An aerial view of BND–Zentrale, a complex with onion layers of security. (Photo/Wikimedia)

As an architect, Kleihues has his own role models when it comes to large-scale city planning. He approves of the legacy of the former city-planner Hans Stimmann who “prevented Berlin from becoming London, a destroyed city” where towers interrupt the architectural fabric. Kleihues warns that “with the wrong urban design, you can destroy a city forever.”

“We try to work with the urban fabric, not against it,” Kleihues said, describing his team’s approach. “We enjoy working within an urban context. Manhattan would be great. But maybe Manhattan is the wrong comparison because working within an urban context means that you want to realize a building within the urban fabric of a European city of the 19th century.”

Kleihues prefers to work in a fully “mature” city, where projects like his would be pertinent. “There might be a smaller left-over space and somehow you have to enter a building into that space,” Kleihues said. He wants to be mindful of “surroundings, dimension, composition.”

Jan Kleihues, at the office of Kleihues & Kleihues in Berlin. (Photo/Amanda Rodriguez)

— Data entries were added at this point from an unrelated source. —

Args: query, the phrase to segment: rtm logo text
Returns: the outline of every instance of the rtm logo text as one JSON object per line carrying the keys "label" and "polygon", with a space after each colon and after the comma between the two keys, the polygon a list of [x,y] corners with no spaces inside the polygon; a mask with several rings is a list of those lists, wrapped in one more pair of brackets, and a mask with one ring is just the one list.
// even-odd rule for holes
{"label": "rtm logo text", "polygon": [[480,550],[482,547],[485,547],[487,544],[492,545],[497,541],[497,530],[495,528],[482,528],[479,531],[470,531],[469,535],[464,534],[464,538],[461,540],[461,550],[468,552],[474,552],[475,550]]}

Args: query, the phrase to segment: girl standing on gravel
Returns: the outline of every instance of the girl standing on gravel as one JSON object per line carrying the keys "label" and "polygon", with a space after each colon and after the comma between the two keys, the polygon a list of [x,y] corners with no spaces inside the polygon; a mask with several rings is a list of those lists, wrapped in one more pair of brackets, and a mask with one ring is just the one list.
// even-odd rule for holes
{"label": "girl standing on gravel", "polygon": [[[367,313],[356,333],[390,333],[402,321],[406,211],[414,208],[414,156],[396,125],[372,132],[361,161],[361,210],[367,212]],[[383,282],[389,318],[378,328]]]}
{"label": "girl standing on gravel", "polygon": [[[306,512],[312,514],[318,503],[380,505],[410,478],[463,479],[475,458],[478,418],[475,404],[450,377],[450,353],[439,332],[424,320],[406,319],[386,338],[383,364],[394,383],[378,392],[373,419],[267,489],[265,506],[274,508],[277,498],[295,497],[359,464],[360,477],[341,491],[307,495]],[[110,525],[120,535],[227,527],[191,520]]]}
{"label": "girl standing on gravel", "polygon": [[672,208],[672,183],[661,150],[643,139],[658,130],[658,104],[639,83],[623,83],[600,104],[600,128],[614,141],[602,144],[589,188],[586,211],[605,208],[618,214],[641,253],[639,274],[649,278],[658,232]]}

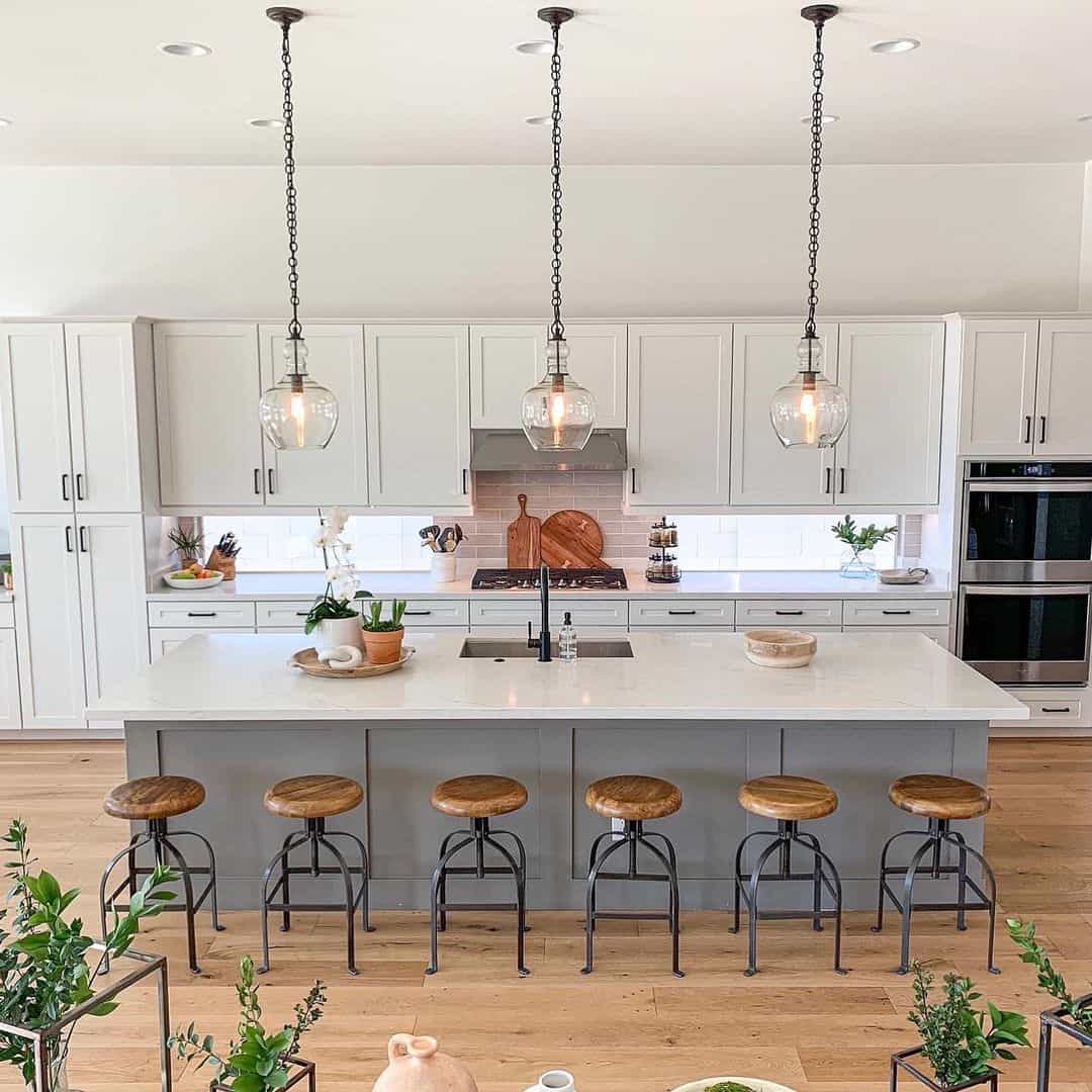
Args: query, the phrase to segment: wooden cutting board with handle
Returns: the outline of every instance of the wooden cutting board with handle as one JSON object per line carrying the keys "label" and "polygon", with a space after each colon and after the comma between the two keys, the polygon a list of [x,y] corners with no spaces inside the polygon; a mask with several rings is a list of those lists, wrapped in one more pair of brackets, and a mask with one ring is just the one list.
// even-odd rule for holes
{"label": "wooden cutting board with handle", "polygon": [[539,532],[542,558],[551,569],[609,569],[603,560],[603,529],[587,512],[565,508]]}
{"label": "wooden cutting board with handle", "polygon": [[543,521],[536,515],[527,515],[527,495],[521,492],[520,514],[508,525],[509,569],[538,568],[538,538]]}

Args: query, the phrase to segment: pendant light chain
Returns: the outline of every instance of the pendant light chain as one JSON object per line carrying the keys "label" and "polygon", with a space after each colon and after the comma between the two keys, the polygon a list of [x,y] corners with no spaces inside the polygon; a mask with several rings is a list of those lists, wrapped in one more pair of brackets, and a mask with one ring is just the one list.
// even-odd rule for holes
{"label": "pendant light chain", "polygon": [[819,304],[819,175],[822,171],[822,27],[823,19],[816,24],[816,51],[812,58],[811,82],[811,197],[808,214],[808,317],[804,323],[804,336],[816,336],[816,307]]}
{"label": "pendant light chain", "polygon": [[550,58],[550,80],[553,83],[554,109],[551,142],[554,145],[554,167],[550,174],[554,178],[554,260],[550,281],[554,285],[554,322],[550,325],[550,341],[565,340],[565,323],[561,321],[561,22],[551,21],[554,31],[554,55]]}
{"label": "pendant light chain", "polygon": [[281,83],[284,86],[284,178],[285,178],[285,221],[288,226],[288,298],[292,302],[292,321],[288,323],[288,337],[298,341],[302,337],[302,327],[299,324],[299,263],[296,241],[298,222],[296,218],[296,133],[293,128],[292,106],[292,52],[288,47],[288,32],[292,22],[285,19],[281,23]]}

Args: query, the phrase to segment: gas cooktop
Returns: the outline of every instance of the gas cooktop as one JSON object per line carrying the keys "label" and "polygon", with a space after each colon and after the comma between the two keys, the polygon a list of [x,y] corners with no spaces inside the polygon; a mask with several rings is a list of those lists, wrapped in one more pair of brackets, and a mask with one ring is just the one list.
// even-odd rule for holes
{"label": "gas cooktop", "polygon": [[[471,587],[478,592],[522,591],[538,586],[537,569],[478,569]],[[550,569],[549,586],[558,591],[614,591],[626,587],[621,569]]]}

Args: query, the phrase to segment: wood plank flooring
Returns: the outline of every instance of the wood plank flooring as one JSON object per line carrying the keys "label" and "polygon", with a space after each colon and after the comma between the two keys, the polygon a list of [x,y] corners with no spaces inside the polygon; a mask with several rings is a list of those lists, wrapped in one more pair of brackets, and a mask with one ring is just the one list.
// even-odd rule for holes
{"label": "wood plank flooring", "polygon": [[[123,780],[118,744],[0,744],[0,821],[20,815],[33,848],[67,887],[85,892],[78,907],[94,922],[99,870],[120,846],[122,824],[102,798]],[[995,806],[987,853],[1005,909],[1034,917],[1075,992],[1092,989],[1092,740],[996,740],[989,784]],[[877,806],[883,806],[878,802]],[[505,915],[507,917],[507,915]],[[203,974],[186,969],[178,917],[162,917],[138,947],[170,958],[173,1022],[226,1042],[236,1022],[233,983],[239,958],[259,949],[256,914],[224,915],[227,931],[199,926]],[[596,973],[582,977],[580,915],[534,913],[527,935],[530,978],[512,970],[511,923],[492,915],[455,917],[442,938],[442,971],[424,975],[427,916],[376,915],[379,931],[358,936],[358,980],[343,965],[341,919],[296,915],[287,937],[274,931],[273,970],[264,978],[268,1019],[290,1017],[314,977],[329,985],[327,1017],[306,1040],[322,1092],[370,1089],[385,1064],[388,1035],[416,1031],[471,1065],[480,1092],[520,1092],[553,1067],[571,1069],[580,1092],[664,1092],[711,1075],[765,1077],[798,1092],[887,1092],[887,1058],[914,1042],[905,1013],[910,982],[891,973],[898,933],[868,929],[850,916],[847,977],[829,970],[831,934],[807,923],[763,923],[762,973],[745,978],[746,940],[720,913],[684,916],[687,977],[668,971],[662,923],[604,923]],[[93,930],[92,930],[93,931]],[[1033,973],[1004,937],[1002,975],[985,973],[984,915],[958,934],[948,915],[915,923],[915,949],[938,974],[972,975],[1007,1008],[1046,1007]],[[157,1084],[154,988],[134,990],[103,1020],[86,1020],[73,1048],[72,1081],[84,1092],[140,1092]],[[1032,1092],[1034,1053],[1006,1067],[1005,1092]],[[1052,1092],[1092,1092],[1092,1051],[1058,1043]],[[900,1082],[900,1088],[903,1082]],[[189,1073],[178,1089],[207,1088]],[[915,1085],[916,1087],[916,1085]],[[21,1088],[0,1069],[0,1089]],[[907,1085],[910,1088],[910,1085]]]}

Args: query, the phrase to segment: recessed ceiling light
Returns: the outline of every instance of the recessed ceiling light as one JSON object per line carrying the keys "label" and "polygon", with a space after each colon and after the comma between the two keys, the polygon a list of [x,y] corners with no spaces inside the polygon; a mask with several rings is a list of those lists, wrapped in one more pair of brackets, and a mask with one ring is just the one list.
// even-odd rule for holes
{"label": "recessed ceiling light", "polygon": [[909,54],[921,44],[917,38],[888,38],[886,41],[874,41],[868,48],[874,54]]}
{"label": "recessed ceiling light", "polygon": [[[560,47],[565,49],[563,46]],[[534,38],[531,41],[517,41],[514,49],[518,54],[531,54],[541,57],[543,54],[554,52],[554,43],[546,38]]]}
{"label": "recessed ceiling light", "polygon": [[212,47],[201,41],[161,41],[155,47],[168,57],[207,57]]}

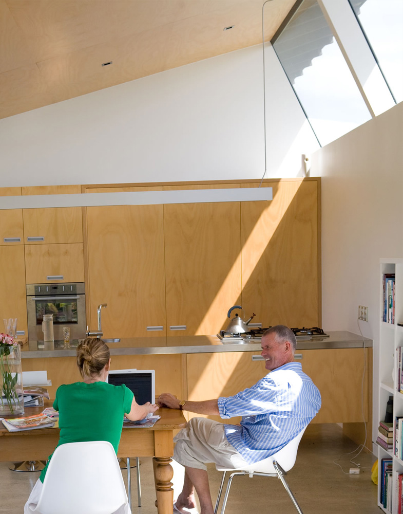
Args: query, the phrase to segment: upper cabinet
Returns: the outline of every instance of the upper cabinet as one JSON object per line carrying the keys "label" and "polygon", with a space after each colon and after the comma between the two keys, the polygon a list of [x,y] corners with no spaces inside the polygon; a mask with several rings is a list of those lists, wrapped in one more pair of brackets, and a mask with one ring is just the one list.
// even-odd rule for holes
{"label": "upper cabinet", "polygon": [[320,326],[320,181],[264,185],[272,201],[241,205],[243,307],[263,327]]}
{"label": "upper cabinet", "polygon": [[[164,186],[164,190],[239,184]],[[167,335],[217,334],[240,301],[239,202],[164,206]]]}
{"label": "upper cabinet", "polygon": [[[86,192],[161,191],[162,187],[88,188]],[[162,205],[87,207],[87,320],[104,337],[166,335]]]}
{"label": "upper cabinet", "polygon": [[[23,187],[23,195],[80,193],[80,186]],[[83,242],[81,207],[24,209],[24,243],[26,245]]]}
{"label": "upper cabinet", "polygon": [[[21,188],[0,188],[0,196],[20,196]],[[21,209],[0,211],[0,246],[23,245],[23,211]]]}

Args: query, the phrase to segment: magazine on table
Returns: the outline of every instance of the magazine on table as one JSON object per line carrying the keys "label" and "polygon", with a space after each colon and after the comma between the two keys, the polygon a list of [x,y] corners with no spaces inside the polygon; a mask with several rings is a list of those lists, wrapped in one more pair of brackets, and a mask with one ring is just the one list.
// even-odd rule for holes
{"label": "magazine on table", "polygon": [[128,419],[127,418],[125,418],[123,419],[123,428],[150,428],[151,427],[154,426],[160,417],[161,416],[147,416],[147,417],[143,418],[142,419],[137,419],[136,421],[131,421]]}
{"label": "magazine on table", "polygon": [[37,428],[50,428],[55,425],[55,420],[42,413],[34,416],[3,419],[3,424],[9,432],[33,430]]}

Kleihues contrasts his works to those of Frank Gehry, a Canadian-born American architect, famous for buildings that stand out with untraditional shapes. “Except for one example, you immediately see — this is a building by Frank Gehry,” Kleihues says. “You might not see that our buildings are by us because we are more into working with something, not against it.”

“In this case, it didn’t work,” Kleihues said, admitting the BND–Zentrale does not fully blend in. “We would have liked to work with the [surrounding] context,” he adds. Yet, security considerations curtailed how Kleihues and his team could work on the project. The building could not start from the sidewalk. A 300-meter field had to separate it from the street, preventing the shaping of street corners and obstructing the aesthetics of a “normal intersection.”

The building’s location and purpose served to move from “an aesthetic of the invisible” to “an aesthetic of the visible,” Kleihues argues in the essay he wrote for the building’s official architecture catalogue. Such approaches attempt to change the reputation of intelligence agencies, troublesome in recent German history and suspicious especially in developed nations during the information age.

Jan Kleihues shows that without windows a building’s first layer looks uninviting. The team undertook structural changes to the building to avoid this effect for views from the street. (Photo/Amanda Rodriguez)

There is no doubt that the gargantuan BND–Zentrale is visible. It has taken a significant bite out of Berlin’s denser city space. Many see the intelligence complex as a “fort,” which stands out more than it blends in and is not consistent with Berlin’s planning style — nor Kliehues’ professed philosophy. But Kleihues, in his writing, defends the colossus: “A fort has potential to fascinate.”

Margarita Delcheva is a UC Santa Barbara graduate student in Comparative Literature and a founding editor at Paperbag, an online poetry and art journal.